Mrs. Luzhin, catching sight of her husband, thrust a plate into his hand with a beautifully peeled orange on it and went past him into the study. “And note,” said a plain-looking man who had listened to the whole of the journalist’s idea and appreciated it, “note that Tyutchev’s night is cool and the stars in it are round and moist and glossy, and not simply bright dots.”
He did not say any more, since in general he spoke little, not so much out of modesty, it seemed, as out of a fear of spilling something precious that was not his but had been entrusted to him. Mrs. Luzhin, incidentally, liked him very much, and precisely because of his plainness, the neutrality of his features, as if he were himself only the outside of a vessel filled with something so sacred and rare that it would be a sacrilege to paint the clay.
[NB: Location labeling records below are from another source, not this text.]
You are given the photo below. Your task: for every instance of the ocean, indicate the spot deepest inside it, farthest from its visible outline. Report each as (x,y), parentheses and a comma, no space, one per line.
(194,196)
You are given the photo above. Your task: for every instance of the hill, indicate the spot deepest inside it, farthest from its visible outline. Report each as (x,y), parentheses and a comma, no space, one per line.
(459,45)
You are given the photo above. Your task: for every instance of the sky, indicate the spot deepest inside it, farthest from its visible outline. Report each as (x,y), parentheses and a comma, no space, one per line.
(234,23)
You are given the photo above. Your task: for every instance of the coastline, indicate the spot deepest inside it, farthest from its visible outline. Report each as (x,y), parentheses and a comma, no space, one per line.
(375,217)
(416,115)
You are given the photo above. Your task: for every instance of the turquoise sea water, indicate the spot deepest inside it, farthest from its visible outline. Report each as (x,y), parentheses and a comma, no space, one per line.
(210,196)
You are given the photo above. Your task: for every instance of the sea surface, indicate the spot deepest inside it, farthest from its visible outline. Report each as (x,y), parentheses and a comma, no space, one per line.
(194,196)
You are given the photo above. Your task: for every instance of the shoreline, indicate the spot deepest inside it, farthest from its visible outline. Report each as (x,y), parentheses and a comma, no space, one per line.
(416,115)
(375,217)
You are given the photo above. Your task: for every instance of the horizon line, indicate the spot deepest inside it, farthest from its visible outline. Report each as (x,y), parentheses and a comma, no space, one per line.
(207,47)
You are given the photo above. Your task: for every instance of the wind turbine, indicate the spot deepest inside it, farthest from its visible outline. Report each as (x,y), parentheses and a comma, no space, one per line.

His name was Petrov, not a single thing about him was remarkable, he had written nothing, and he lived like a beggar, but never talked about it to anyone.
His sole function in life was to carry, reverently and with concentration, that which had been entrusted to him, something which it was necessary at all costs to preserve in all its detail and in all its purity, and for that reason he even walked with small careful steps, trying not to bump into anyone, and only very seldom, only when he discerned a kindred solicitude in the person he was talking to did he reveal for a moment—from the whole of that enormous something that he carried mysteriously within him—some tender, priceless little trifle, a line from Pushkin or the peasant name of a wild flower. “I remember our host’s father,” said the journalist when Luzhin’s back retreated into the dining room. “He doesn’t look like him but there’s something analogous in the set of the shoulders. He was a good soul, a nice fellow, but as a writer …
What? Do you really find that those oleographic tales for youngsters …” “Please, please, to the dining room,” said Mrs. Luzhin, returning from the study with three guests she had found there. “Tea is served.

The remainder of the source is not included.